Comment on World's largest sodium-ion battery goes into operation - Energy Storage
CurlyWurlies4All@slrpnk.net 4 months agoContext is important here. The conversation here was about Australia’s nuclear capacity. A country where nuclear power is banned at both state and federal levels. Where the plan for it’s use is currently uncosted, the planned sites have been selected without environmental protection studies and several of which are supposed to be SMRs.
Would you build a bleeding edge nuclear reactor without a legal framework to govern its construction or operation? Without a workforce trained in its functions? Without consider the environmental factors of its geography? Without considering the cost?
Probably not. But that’s the current plan put forward by the reactionary right in Australia and this from a party who doesn’t believe in climate change, have no emissions targets, and whose whole plan is to continue to run and build coal power until whatever time they work out the details on nuclear.
stoy@lemmy.zip 4 months ago
This is perfectly fair, I saw several anti nuclear power articles before thls, and I approached it from a more general viewpoint.

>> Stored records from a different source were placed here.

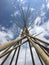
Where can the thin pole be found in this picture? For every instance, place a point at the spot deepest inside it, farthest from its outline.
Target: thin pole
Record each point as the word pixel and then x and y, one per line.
pixel 43 41
pixel 10 43
pixel 1 55
pixel 5 59
pixel 39 58
pixel 40 52
pixel 17 56
pixel 33 62
pixel 13 57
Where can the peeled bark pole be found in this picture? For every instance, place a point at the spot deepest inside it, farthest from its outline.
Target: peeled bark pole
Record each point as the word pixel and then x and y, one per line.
pixel 10 43
pixel 40 52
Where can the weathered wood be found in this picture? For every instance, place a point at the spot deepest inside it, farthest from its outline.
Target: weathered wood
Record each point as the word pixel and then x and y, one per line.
pixel 10 43
pixel 33 62
pixel 17 56
pixel 43 41
pixel 3 54
pixel 40 52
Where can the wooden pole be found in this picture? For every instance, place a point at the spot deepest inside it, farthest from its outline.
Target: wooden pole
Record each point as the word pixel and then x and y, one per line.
pixel 7 52
pixel 40 52
pixel 43 41
pixel 13 57
pixel 33 62
pixel 10 43
pixel 17 56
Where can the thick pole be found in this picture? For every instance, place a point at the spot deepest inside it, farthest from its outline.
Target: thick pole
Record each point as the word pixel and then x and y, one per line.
pixel 33 62
pixel 40 52
pixel 10 43
pixel 5 59
pixel 17 56
pixel 7 52
pixel 13 57
pixel 39 58
pixel 43 41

But if the alternative is coal, I’d go nuclear.
CurlyWurlies4All@slrpnk.net 4 months ago
Well it’s not really an either or situation. The current Labor government’s plan is a combination of majority renewables with gas and hydrogen. They are also running coal at the moment but have no plans to force those plants to renew those plants during the transition. They’ve signed on to emissions reductions of 75% by 2035.
So you’ve got one plan which has some reduction targets (probably not steep enough) planned transition, costed and budgeted that doesn’t require more coal, and one plan which will pull funding from renewables, and requires more coal until some time as which they can get nuclear approved, built and commercialised.